When he came on the job, Porritt introduced a Residence Life Advisory Group (RLAG), which he says, along with University Residence council, will keep the Residence administration from making decisions in a vacuum.

But one returning floor fellow, who asked to remain anonymous out of fear of losing their job, explained that sitting on RLAG was frustrating because one third of the floor fellow’s efforts are spent fighting Porritt’s policies, taking away from valuable time with students.

“Being on that committee is 100 per cent defensive; it’s always an issue of doing damage control to what he’s bringing in” the floor fellow said. “There’s a lot of us taking our own minutes so we can say ‘no you didn’t say that,’ and ‘no, we didn’t say that.’”

Porritt has maintained that he has followed an open listening policy from the beginning.

“If I made a bunch of changes on the rez life side in the middle of my first year without doing a lot of listening, I would have been run out of here and I would have deserved it,” he said.

But the revised alcohol policy he proposed for residences – which tightens rules on serving, parties, and areas where students can drink, like certain common areas and building stairwells – was heavily criticized and amended by committee members before clearing RLAG.

“We have been able to fight back on policies, but on a larger level, we can’t fight back [against] everything he says all the time,” the floor fellow said.

“His inability to communicate with his staff and respect that we have opinions outside of RLAG is really troubling,” the floor fellow added, echoing statements made by other floor fellows.

Kate Wardell, a floor fellow from Gardner Hall, a residence above Pins, emphasized the unprofessional work environment she found herself in this year.

“He’s treated us like a group of kindergartners – he does that with the [residence] directors, too,” she said, adding that their positions carried large amounts of responsibility.
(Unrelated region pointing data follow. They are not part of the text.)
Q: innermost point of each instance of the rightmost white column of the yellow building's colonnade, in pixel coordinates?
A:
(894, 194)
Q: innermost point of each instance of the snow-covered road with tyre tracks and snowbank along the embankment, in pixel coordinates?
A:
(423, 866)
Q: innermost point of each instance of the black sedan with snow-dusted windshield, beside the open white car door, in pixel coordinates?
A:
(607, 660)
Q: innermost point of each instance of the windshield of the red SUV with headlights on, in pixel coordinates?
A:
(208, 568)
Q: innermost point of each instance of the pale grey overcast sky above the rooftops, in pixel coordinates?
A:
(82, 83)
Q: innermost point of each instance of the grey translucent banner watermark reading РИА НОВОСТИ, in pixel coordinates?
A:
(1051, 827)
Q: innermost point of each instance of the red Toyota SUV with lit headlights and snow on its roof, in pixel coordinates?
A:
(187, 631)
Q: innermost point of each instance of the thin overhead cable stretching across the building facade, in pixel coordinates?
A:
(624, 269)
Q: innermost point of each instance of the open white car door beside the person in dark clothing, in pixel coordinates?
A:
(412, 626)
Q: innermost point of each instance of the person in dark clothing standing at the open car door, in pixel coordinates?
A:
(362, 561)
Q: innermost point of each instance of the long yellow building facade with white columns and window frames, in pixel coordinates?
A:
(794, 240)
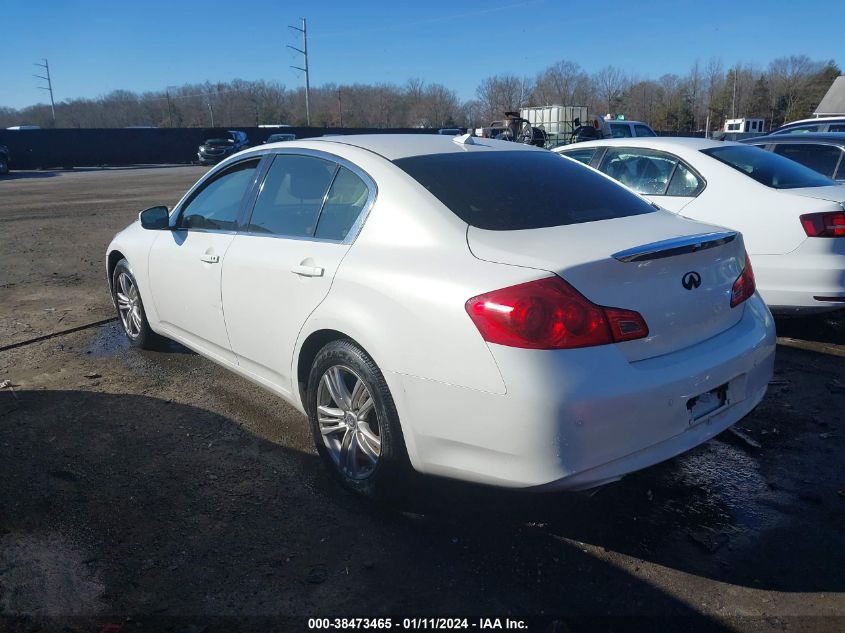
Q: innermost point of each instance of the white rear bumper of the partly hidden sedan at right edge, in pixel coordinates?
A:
(790, 283)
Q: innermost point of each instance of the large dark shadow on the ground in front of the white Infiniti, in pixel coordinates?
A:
(169, 508)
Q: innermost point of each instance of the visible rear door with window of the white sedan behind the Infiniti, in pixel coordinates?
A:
(660, 176)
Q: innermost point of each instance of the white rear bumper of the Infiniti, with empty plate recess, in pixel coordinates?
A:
(575, 419)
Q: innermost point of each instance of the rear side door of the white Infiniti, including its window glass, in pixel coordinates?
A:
(280, 266)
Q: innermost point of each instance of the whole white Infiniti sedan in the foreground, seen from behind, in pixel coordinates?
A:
(470, 308)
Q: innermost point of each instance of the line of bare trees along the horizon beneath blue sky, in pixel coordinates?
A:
(788, 88)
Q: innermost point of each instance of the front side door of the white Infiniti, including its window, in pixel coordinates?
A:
(186, 262)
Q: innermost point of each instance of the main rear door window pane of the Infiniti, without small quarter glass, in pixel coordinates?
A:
(291, 196)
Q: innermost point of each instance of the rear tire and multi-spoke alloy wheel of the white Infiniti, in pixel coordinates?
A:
(385, 476)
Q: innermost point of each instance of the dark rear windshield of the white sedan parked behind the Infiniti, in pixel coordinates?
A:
(767, 168)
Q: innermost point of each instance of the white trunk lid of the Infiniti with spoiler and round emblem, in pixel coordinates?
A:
(652, 260)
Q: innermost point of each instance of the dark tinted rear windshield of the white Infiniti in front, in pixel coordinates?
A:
(510, 191)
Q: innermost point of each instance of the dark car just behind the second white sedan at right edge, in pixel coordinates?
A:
(824, 153)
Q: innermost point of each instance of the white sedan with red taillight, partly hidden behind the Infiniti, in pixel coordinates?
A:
(787, 212)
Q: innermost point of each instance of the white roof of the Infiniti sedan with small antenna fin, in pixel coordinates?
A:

“I think he doesn’t understand what we do,” Wardell continued. “He thinks we have a part-time job, [but] we’re constantly on call and I don’t think he understands that.”

Another floor fellow explained that Porritt had suggested charging floor fellows rent for their rooms in residence – where they currently live for free. He proposed their rent be discounted in relation to first-years’, or that they pay rent and receive a small stipend. Floor fellows stressed, however, that their concerns weren’t driven by money worries.

Porritt acknowledged that he faced challenges this year, but maintained that many of the residence staff were still respectful of his leadership.

“There are lots of people who are very wary of ‘the new guy,’” said Porritt in an earlier email to The Daily. “The vast majority [of staff] have been very supportive and even excited to talk about how we can put their ideas into action.”

With a genuine concern for the future of residence culture at McGill, Smith stressed that their tenuous work relationships weren’t the driving reason for their concern.

“This is not a personal vendetta. It’s about a community that we value and cherish so much, and that thousands of people have valued as a really formative year.”

In the original version of this article, the by-line read “Proposed changes to alcohol policy will limit drinking in common areas” – which is a mistatment. While this was policy proposal was in an earlier draft, it has since been removed from the RLAG document.